Potsdam, the state capital of Brandenburg and the only other major city within the Berlin metro region, is one of the areas where residential rents and prices have experienced particularly brisk growth lately. In 2015 alone, condominium prices in Potsdam rose by 6.1 percent. Indeed, Munich is the only other city in Germany that tops Potsdam's runaway costs of homeownership, which are on a level with those in Berlin or Frankfurt am Main. These figures are taken from the latest city ranking by the financial magazine Finanztest. The survey used stats on detached homes and condominiums provided by the VDP Association of German Mortgage Credit Banks, which has evaluated nearly three million real estate transactions since 2003. The stats consisted of prices and rents negotiated in conjunction with actual sales and lettings, respectively. The data pool was limited to houses and condominiums redeveloped or newly built in the year 2000 or thereafter.
Potsdam has the Highest Housing Price Level of any East German City
According to the survey, condominium prices in Potsdam have gone up by 23 percent over the past four years, paralleled by a rental growth of 17 percent. Moreover, Potsdam tops the list of cities in East Germany with the highest square-metre prices for condominiums. Prospective buyers are looking at a going rate of 2,600 euros per square metre for well-appointed condominiums, while square-metre prices in prime locations may go as high as 4,000 euros. Experts believe that the brisk rent and price growth in Potsdam is not least explained by the city's proximity to Berlin, making it particularly lucrative to investors. Another enticement is that Potsdam's real estate market still has considerable upside potential. Compared to the price performance on Berlin's real estate market, the trend in Potsdam has actually been quite modest. It needs to be remembered that prices for well-appointed and well-located condominiums in Germany's capital shot up by 35 percent between 2011 and 2015. Premium locations actually registered price hikes of 40 to 44 percent. With all of this in mind, the experts of Finanztest do not expect the property boom in Potsdam to end any time soon. Despite the 6.1-percent rise in condominium prices between 2014 and 2015, this city that was once the residence of the Prussian royal court and is now home to a World Heritage Site will probably see another price hike by more than three percent in 2016.

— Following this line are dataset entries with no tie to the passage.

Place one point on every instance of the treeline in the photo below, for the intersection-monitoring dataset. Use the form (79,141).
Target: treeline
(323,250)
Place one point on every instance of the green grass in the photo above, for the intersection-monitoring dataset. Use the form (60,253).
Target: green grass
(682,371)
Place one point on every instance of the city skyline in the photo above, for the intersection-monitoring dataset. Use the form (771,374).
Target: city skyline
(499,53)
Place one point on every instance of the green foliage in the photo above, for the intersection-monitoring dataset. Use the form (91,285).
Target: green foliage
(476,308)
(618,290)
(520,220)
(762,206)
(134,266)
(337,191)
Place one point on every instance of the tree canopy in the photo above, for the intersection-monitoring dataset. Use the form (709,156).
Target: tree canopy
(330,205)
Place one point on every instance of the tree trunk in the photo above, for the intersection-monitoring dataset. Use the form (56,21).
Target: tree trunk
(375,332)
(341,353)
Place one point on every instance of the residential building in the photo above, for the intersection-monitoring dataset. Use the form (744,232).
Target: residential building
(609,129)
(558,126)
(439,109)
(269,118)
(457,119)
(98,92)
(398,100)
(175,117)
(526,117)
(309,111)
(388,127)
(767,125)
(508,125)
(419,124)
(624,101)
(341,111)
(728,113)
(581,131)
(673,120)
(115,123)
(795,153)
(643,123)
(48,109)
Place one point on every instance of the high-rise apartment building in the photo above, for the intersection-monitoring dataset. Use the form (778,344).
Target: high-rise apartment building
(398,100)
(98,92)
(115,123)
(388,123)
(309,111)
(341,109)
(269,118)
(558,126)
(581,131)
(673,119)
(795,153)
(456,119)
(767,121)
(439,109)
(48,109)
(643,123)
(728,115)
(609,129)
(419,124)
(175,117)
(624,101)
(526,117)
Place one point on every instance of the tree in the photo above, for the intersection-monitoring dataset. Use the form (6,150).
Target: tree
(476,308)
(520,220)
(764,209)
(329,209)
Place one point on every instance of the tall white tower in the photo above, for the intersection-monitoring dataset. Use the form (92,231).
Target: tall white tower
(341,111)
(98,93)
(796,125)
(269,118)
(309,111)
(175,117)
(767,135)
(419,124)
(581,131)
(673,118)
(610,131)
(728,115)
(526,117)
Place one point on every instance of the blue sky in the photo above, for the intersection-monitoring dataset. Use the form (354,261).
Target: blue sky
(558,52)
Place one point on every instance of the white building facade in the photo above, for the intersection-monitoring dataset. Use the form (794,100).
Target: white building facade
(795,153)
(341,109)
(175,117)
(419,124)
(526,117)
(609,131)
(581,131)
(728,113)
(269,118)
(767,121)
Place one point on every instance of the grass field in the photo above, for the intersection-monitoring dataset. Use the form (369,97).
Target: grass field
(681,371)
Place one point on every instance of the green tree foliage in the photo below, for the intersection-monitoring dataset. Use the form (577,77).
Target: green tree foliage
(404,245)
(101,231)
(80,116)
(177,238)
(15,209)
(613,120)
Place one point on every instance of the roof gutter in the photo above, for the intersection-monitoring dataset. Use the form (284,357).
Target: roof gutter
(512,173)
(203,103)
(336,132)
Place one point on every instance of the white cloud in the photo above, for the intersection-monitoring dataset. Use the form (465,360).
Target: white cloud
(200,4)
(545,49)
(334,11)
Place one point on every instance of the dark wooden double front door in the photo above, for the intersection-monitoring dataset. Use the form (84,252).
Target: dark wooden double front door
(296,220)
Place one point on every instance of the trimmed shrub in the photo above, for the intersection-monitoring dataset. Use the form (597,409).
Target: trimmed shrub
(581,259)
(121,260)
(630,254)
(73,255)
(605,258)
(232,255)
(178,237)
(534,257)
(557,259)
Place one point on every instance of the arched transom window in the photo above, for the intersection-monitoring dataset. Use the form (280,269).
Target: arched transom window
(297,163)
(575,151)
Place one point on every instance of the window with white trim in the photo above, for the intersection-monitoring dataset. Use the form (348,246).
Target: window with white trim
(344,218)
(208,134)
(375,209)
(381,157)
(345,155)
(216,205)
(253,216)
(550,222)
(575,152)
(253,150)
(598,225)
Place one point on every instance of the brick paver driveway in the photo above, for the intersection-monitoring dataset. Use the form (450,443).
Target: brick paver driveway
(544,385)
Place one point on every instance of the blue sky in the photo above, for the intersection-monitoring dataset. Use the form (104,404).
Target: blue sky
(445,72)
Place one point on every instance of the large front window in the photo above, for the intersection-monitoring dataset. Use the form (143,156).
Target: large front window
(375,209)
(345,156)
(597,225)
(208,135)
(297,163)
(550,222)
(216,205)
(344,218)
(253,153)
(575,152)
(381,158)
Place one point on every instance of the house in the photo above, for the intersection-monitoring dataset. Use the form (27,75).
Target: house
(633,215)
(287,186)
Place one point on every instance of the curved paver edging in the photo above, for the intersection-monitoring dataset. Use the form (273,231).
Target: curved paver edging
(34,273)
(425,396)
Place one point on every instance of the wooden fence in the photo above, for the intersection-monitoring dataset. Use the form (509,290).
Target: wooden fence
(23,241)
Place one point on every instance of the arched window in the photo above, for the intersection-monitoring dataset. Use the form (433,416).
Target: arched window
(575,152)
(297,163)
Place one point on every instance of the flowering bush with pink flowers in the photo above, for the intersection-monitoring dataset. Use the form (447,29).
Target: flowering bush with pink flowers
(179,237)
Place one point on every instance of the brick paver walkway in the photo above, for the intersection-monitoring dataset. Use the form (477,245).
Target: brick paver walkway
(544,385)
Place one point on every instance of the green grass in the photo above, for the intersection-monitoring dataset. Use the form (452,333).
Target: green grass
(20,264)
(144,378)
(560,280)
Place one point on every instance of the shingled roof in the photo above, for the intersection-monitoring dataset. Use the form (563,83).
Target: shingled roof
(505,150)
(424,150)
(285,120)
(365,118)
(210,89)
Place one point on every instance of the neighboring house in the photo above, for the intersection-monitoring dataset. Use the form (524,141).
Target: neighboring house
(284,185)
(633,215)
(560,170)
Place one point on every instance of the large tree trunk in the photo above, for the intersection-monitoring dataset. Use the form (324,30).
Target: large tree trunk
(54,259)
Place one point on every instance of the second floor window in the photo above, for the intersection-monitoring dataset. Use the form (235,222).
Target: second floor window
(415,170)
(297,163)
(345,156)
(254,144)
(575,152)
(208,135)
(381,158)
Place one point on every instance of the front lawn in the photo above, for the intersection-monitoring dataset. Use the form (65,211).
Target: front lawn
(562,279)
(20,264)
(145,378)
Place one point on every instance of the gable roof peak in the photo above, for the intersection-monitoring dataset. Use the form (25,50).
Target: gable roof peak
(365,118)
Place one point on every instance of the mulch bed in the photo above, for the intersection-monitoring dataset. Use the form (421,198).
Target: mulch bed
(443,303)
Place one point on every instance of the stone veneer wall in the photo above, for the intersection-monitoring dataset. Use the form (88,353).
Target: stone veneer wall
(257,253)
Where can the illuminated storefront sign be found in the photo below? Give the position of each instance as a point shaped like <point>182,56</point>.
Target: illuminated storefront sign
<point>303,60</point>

Potsdam Shows Steady Demographic Growth
The main reason for this optimistic assumption is Potsdam's steady rise in population. Its demographic growth is boosted not least by massive incoming migration: Roughly 12,000 new residents moved to Potsdam in 2015, about 1,600 more than the year before. During the same period, only 8,331 residents moved away. Potsdam's city council actually predicts that the population total will have risen to 192,000 residents by 2030. Accordingly, demand for housing will maintain its dynamic present pace, and so will the city's residential rents and prices.